As a software attorney, I think there are a few practical things to think about when using an offshore software developer/outsourcing software development, and negotiating the software development agreement. As you know, this has become commonplace, even for smaller Software, SAAS and IT services companies. Here are a few thoughts, from a software attorney.
- Ownership Rights. While I am sure you saw this issue coming, make sure you document it very clearly, and address ‘work for hire’ copyright, pre-existing code, open source licensing, patent issues, etc. There is a lot to think about so dig in and get it right.
- Termination Rights. Think about it, you know that this relationship will not go on forever, so the termination rights in the contract will be exercised (relatively soon). I would spend a fair amount of time with your software lawyer detailing what happens upon termination and how your property is returned to you (hardware, software, etc). Also, I suggest you should be able to terminate (without cause) on much shorter notice than the service provider, so think about that practical issue too.

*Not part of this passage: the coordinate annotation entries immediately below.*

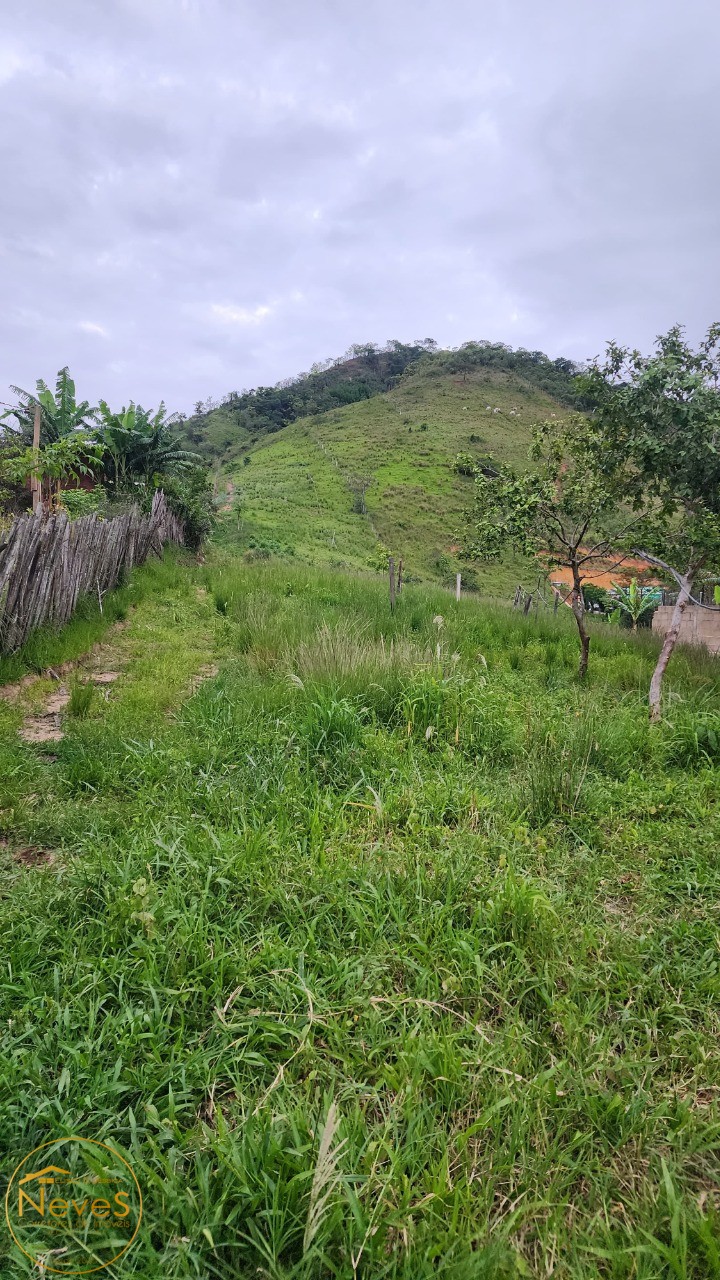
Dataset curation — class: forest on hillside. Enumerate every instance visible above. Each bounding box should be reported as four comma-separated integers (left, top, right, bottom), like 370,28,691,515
178,338,580,458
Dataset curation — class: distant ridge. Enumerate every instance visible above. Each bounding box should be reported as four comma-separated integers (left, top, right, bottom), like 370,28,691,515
179,338,580,463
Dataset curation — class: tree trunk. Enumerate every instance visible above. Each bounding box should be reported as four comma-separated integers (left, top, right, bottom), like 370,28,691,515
570,566,591,680
650,566,696,724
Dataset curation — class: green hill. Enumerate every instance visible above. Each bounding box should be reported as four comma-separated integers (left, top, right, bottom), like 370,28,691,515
210,352,570,595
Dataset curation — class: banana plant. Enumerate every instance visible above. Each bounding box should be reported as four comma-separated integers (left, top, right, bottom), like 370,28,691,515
0,365,96,445
96,401,200,489
612,577,657,631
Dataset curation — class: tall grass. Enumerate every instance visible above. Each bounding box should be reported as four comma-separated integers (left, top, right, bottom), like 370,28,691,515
0,559,720,1280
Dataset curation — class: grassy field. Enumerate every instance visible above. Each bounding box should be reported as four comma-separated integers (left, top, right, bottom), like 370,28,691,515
220,371,562,596
0,553,720,1280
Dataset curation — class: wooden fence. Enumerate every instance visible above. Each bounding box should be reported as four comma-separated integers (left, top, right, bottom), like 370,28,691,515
0,493,183,653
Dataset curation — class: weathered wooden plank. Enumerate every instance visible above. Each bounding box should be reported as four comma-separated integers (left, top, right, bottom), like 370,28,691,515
0,490,183,653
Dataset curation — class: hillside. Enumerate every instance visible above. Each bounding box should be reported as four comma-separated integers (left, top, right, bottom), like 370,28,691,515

- Gap between Expectations and the Contract/SOW. While this is not purely a legal issue, in a way it is the most important issue. One of the main purposes of a contract is to communicate and outline which party is responsible for what and when. Take ownership of these important details, and don’t delegate this to your attorney. I think the contract should be 100% consistent with reality and what the parties expect to happen along the way; while this may not be easy, it is worth striving for.

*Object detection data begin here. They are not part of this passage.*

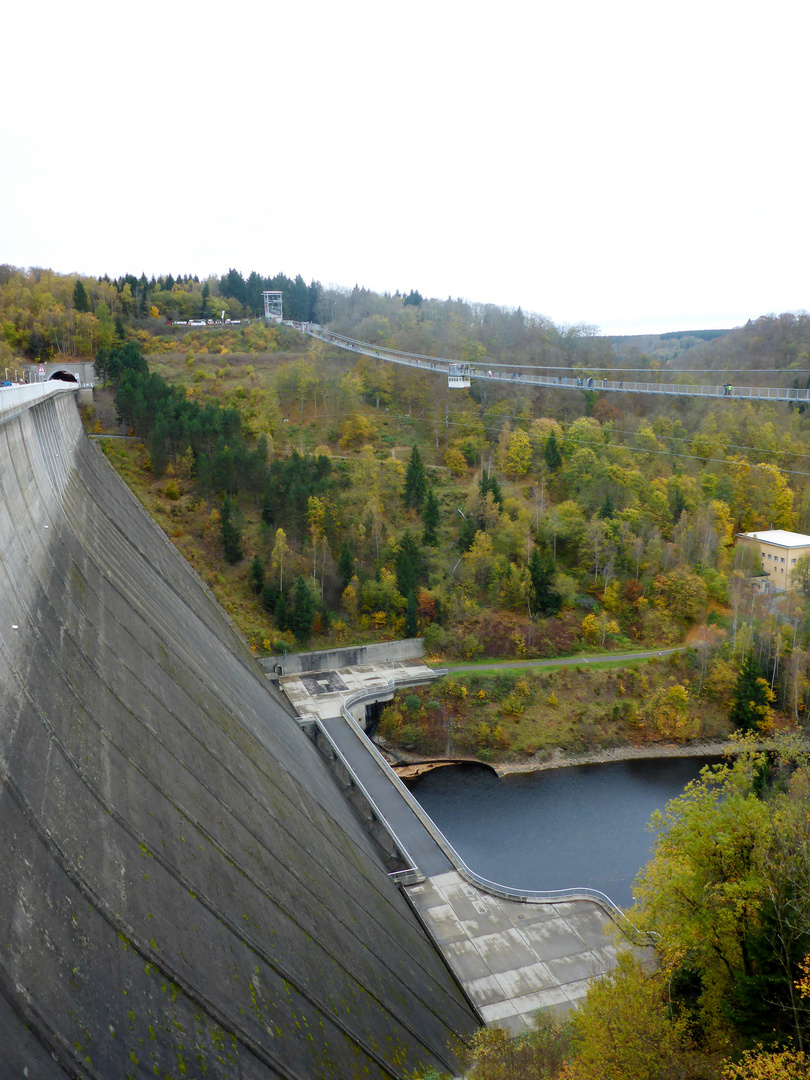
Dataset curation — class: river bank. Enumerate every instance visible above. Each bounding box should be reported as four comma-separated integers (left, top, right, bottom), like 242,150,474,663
384,739,740,780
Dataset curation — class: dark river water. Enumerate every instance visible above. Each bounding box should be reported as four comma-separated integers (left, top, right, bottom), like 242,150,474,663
410,757,718,907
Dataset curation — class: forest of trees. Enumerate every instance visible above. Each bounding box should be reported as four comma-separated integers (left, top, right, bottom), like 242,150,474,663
7,267,810,1080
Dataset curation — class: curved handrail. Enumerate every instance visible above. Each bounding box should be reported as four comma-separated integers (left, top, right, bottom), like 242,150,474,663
288,321,810,402
341,678,654,944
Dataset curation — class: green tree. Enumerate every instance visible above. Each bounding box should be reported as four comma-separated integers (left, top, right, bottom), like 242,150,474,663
572,953,687,1080
422,487,440,548
543,431,563,472
247,555,265,596
630,743,810,1048
270,529,292,594
504,431,531,480
529,548,563,619
219,499,243,563
405,589,419,637
402,444,428,510
729,649,773,731
338,536,354,588
394,529,424,596
73,278,90,311
287,575,318,644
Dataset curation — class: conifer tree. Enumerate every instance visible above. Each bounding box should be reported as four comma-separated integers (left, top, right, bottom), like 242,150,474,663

- Where is my Source Code? I always recommend that you keep control of your source code and know were it is at all times (your server, their server, in the cloud, etc). You don’t want to rely on a contract to get your code back. The thought should be that if there is a dispute you can get control of all your intangible assets, without the service provider having to do anything (think about that!).
- Which Law Governs? This is a complex issue, but the importance of it should not be overlooked. Think through which law will govern the transaction and where disputes will be resolved (arbitration may a good option too). Also, if you are contracting with a developer offshore, get an in-country attorney to look at the IP and local law issues, as irrespective of the contract, local law will be important in figuring out who owns what (if there is a dispute). There are lots of reasonably priced in-country attorneys you can find on the web. I recently found and used one in Europe for a client, and it worked out well.
Any company outsourcing part of its software development should consider these issues when offshoring, and drafting the software development agreement.
Disclaimer: This is for educational and information purposes only, and does not constitute legal advice. Contact an attorney before taking any action based on this.